Michael Kors Holdings Ltd (NYSE:KORS)
Trust me, I get it! Michael Kors Holdings Ltd (NYSE:KORS) looks completely unstoppable as it pushes further into Europe and opens up bricks-and-mortar stores left and right in the United States. Consumers’ seemingly insatiable appetite for brand-name products at reasonable prices is what’s fueled Michael Kors Holdings Ltd (NYSE:KORS) to same-store sales growth in excess of 30% in numerous quarters — and yet, I’d say it’s time to rally the troops against this company.
In the first quarter, Michael Kors Holdings Ltd (NYSE:KORS) again delivered more of those stunning results: 27.3% comparable-store sales growth and 54% first-quarter revenue growth. However, these results will not stand the test of time as no retailer has been able to survive the fickle spending and buying habits of consumers for longer than a few years.

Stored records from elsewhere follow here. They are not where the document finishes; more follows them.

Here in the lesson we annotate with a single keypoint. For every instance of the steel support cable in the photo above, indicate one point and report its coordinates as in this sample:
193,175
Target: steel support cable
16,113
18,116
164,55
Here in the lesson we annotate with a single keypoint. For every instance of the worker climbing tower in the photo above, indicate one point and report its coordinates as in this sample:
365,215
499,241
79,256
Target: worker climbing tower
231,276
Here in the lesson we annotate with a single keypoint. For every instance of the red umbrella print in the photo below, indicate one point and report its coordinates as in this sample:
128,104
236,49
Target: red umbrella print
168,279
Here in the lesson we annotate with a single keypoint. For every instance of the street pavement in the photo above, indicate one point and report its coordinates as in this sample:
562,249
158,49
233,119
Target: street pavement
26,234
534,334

I’m certainly not going to take anything away from the extraordinary growth of Michael Kors Holdings Ltd (NYSE:KORS), which is fueling its expansion entirely on operating cash flow, but I also know that many of the regions it’s operating in are weak from a consumer spending perspective. Back-to-school sales in the U.S. have been awful this year while austerity measures in Europe will cripple spending for years to come. Even Asia is showing signs of slowing, with China’s GDP growth backing off its historical average of 10%.
From a forward P/E basis, Michael Kors Holdings Ltd (NYSE:KORS) isn’t as expensive as it once was, but its growth rate just simply isn’t sustainable given the history of consumers’ buying habits.
Zillow Inc (NASDAQ:Z)
I honestly feel you could make this a 2-for-1 special and just lump rival Trulia Inc (NYSE:TRLA) in here as well, but Zillow Inc (NASDAQ:Z) is just a bit more unnerving from a valuation perspective and gets my short-sale suggestion nod over Trulia Inc (NYSE:TRLA).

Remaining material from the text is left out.